WIFI_DEV5G="$(uci get wireless.@wifi-iface[1].device)"
# Set up common WLAN
uci set wireless.$WIFI_DEV.disabled=0
uci set wireless.$WIFI_DEV5G.disabled=0
uci set wireless.$WIFI_DEV.enabled=1
uci set wireless.$WIFI_DEV5G.enabled=1
uci delete network.common_dev
uci set network.common_dev=device
uci set network.common_dev.type=bridge
uci set network.common_dev.name=br-common
uci delete network.common
uci set network.common=interface
uci set network.common.proto=static
uci set network.common.device=br-common
uci set network.common.ipaddr=192.10.11.1
uci set network.common.netmask=255.255.255.0
uci commit network
uci delete wireless.common
uci set wireless.common0=wifi-iface
uci set wireless.common0.device=$WIFI_DEV
uci set wireless.common0.mode=ap
uci set wireless.common0.network=common
uci set wireless.common0.ssid=$MAIN_WIFI_SSID
uci set wireless.common0.key=$MAIN_WIFI_PASS
uci set wireless.common0.encryption=psk2
uci set wireless.common0.disabled=0
uci set wireless.common1=wifi-iface
uci set wireless.common1.device=$WIFI_DEV5G
uci set wireless.common1.mode=ap
uci set wireless.common1.network=common
uci set wireless.common1.ssid=$MAIN_WIFI_SSID
uci set wireless.common1.key=$MAIN_WIFI_PASS
uci set wireless.common1.encryption=psk2
uci set wireless.common1.encryption=none
uci set wireless.common1.disabled=0
uci commit wireless
uci delete dhcp.common
uci set dhcp.common=dhcp
uci set dhcp.common.interface=common
uci set dhcp.common.start=10
uci set dhcp.common.limit=250
uci set dhcp.common.leasetime=12h
uci commit dhcp
uci delete firewall.common
uci set firewall.common=zone
uci set firewall.common.name=common
uci set firewall.common.network=common
uci set firewall.common.input=REJECT
uci set firewall.common.output=ACCEPT
uci set firewall.common.forward=REJECT
uci delete firewall.common_wan
uci set firewall.common_wan=forwarding
uci set firewall.common_wan.src=common
uci set firewall.common_wan.dest=wan
uci delete firewall.common_dns
uci set firewall.common_dns=rule
uci set firewall.common_dns.name=Allow-DNS-common
uci set firewall.common_dns.src=common
uci set firewall.common_dns.dest_port=53
uci add_list firewall.common_dns.proto=tcp
uci add_list firewall.common_dns.proto=udp
uci set firewall.common_dns.target=ACCEPT
uci delete firewall.common_dhcp
uci set firewall.common_dhcp=rule
uci set firewall.common_dhcp.name=Allow-DHCP-common
uci set firewall.common_dhcp.src=common
uci set firewall.common_dhcp.dest_port=67
uci set firewall.common_dhcp.proto=udp
uci set firewall.common_dhcp.family=ipv4
uci set firewall.common_dhcp.target=ACCEPT
uci commit firewall
/etc/init.d/network reload
/etc/init.d/dnsmasq restart
/etc/init.d/firewall restart
If you want to enable the common wifi now:
uci set wireless.common.disabled=0
wifi
Set up language
Connect the router to your lan by plugging an ethernet cable in the wan port.

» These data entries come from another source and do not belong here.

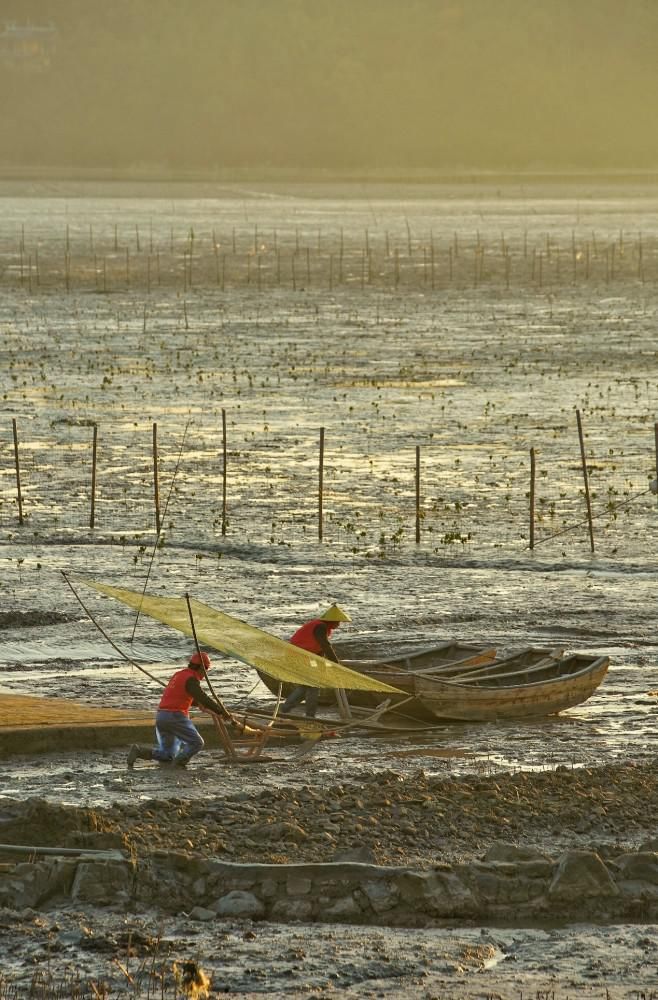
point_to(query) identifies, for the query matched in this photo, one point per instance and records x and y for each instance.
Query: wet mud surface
(476, 375)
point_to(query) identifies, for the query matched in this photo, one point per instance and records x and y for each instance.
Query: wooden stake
(320, 483)
(586, 479)
(156, 487)
(222, 731)
(224, 473)
(532, 498)
(19, 494)
(94, 454)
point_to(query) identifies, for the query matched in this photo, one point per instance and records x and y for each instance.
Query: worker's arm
(193, 688)
(321, 633)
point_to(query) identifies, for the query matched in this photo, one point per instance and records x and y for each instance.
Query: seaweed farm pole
(19, 495)
(585, 477)
(224, 473)
(320, 483)
(532, 498)
(417, 494)
(94, 454)
(156, 486)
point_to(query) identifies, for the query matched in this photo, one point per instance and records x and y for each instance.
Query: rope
(579, 524)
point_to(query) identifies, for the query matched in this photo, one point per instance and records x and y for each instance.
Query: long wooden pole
(18, 473)
(320, 483)
(222, 731)
(94, 453)
(224, 450)
(532, 498)
(156, 485)
(586, 480)
(417, 494)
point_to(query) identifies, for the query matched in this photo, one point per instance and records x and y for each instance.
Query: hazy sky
(331, 83)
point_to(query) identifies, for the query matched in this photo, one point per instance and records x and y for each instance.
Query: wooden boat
(503, 690)
(401, 669)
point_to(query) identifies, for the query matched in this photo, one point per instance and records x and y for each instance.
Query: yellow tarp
(246, 643)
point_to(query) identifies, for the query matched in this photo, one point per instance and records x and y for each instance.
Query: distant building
(27, 47)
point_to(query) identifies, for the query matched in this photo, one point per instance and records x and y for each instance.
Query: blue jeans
(300, 694)
(178, 737)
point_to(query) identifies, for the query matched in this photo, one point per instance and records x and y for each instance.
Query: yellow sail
(244, 642)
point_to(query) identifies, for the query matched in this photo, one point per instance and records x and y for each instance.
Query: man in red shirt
(178, 738)
(315, 636)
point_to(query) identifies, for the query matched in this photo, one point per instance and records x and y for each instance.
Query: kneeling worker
(315, 636)
(178, 738)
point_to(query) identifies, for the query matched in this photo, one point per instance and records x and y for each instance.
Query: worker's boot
(138, 753)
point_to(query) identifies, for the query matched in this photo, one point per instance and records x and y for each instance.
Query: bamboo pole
(156, 486)
(532, 498)
(224, 473)
(417, 494)
(320, 483)
(586, 480)
(220, 725)
(19, 494)
(94, 456)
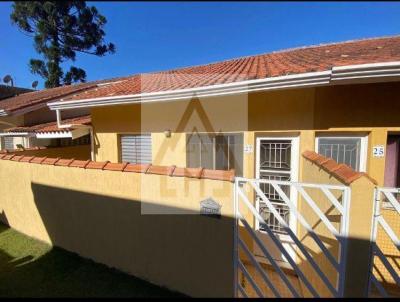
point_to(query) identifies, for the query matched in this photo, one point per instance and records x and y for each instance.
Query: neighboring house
(22, 116)
(10, 91)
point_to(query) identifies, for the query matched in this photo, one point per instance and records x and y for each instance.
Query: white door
(277, 159)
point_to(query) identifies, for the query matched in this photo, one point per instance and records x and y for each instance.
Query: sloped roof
(33, 98)
(10, 91)
(287, 62)
(51, 126)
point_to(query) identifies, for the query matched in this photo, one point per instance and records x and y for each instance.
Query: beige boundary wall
(98, 214)
(81, 152)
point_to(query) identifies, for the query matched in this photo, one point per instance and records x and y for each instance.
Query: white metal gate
(386, 199)
(246, 190)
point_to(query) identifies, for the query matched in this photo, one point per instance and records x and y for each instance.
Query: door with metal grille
(8, 142)
(277, 160)
(136, 149)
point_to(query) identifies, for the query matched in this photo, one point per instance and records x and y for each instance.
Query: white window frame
(294, 173)
(214, 135)
(134, 134)
(363, 146)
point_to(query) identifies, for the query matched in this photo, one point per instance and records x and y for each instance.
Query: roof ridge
(271, 52)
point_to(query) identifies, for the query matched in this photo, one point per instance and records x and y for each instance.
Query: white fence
(385, 198)
(338, 196)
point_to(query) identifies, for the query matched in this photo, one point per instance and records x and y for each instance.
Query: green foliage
(31, 268)
(60, 29)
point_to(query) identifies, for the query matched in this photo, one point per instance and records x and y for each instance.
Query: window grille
(136, 149)
(220, 152)
(342, 150)
(275, 164)
(8, 142)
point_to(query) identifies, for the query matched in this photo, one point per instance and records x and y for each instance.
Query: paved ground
(30, 268)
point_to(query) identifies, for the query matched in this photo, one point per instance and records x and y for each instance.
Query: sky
(157, 36)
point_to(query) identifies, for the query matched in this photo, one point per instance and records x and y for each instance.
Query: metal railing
(384, 198)
(241, 199)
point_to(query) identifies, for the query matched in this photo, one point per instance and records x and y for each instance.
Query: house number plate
(378, 151)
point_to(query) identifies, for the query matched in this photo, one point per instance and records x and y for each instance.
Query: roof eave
(351, 74)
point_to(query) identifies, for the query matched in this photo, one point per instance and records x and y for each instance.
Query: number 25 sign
(378, 151)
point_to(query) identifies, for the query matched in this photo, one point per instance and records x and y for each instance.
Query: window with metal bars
(8, 142)
(136, 149)
(275, 164)
(215, 151)
(346, 150)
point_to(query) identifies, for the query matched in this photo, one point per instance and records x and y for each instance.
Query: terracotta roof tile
(64, 162)
(161, 170)
(38, 97)
(138, 168)
(79, 163)
(341, 171)
(26, 159)
(188, 172)
(50, 161)
(286, 62)
(8, 156)
(38, 160)
(115, 166)
(170, 171)
(219, 174)
(17, 157)
(96, 165)
(52, 126)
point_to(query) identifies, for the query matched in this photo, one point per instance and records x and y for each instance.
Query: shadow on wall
(189, 253)
(3, 218)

Do NOT disconnect it from your laptop/desktop now, we are still using the ssh session to set it up. Update the packages:
opkg update
Now install the basic language packages for Luci:
opkg install luci-i18n-base-$ROUTER_LANGUAGE_CODE luci-i18n-firewall-$ROUTER_LANGUAGE_CODE
Set up wireguard
Update the packages:
opkg update
Install wireguard:
opkg install kmod-wireguard luci-i18n-wireguard-$ROUTER_LANGUAGE_CODE
Now set up wireguard:
uci set network.vpn=interface
uci set network.vpn.proto='wireguard'
uci set network.vpn.private_key=$WIREGUARD_CLIENT_PRIVATE_KEY
uci add_list network.vpn.addresses=$WIREGUARD_CLIENT_ADDRESS
uci set network.vpn.auto='1'
uci set network.wgserver=wireguard_vpn
uci set network.wgserver.public_key=$WIREGUARD_SERVER_PUBLIC_KEY
uci set network.wgserver.endpoint_host=$WIREGUARD_SERVER_PUBLIC_IP_ADDRESS
uci set network.wgserver.endpoint_port=$WIREGUARD_SERVER_LISTEN_PORT
uci set network.wgserver.route_allowed_ips='1'
uci set network.wgserver.persistent_keepalive='25'
uci add_list network.wgserver.allowed_ips=$WIREGUARD_ALLOWED_IPS
Apply changes:
uci commit
/etc/init.d/network restart
Enable wireguard watchdog to reconnect the vpn in case the connection fails. Edit the crontab:
crontab -e
Paste this line into it:
* * * * * /usr/bin/wireguard_watchdog
Apply the changes:
/etc/init.d/cron restart
The End
This should do it. Power off the router and you’re good to go. By the time I’ve made this guide, the router used DHCP in the wan interface, so I did not change its settings.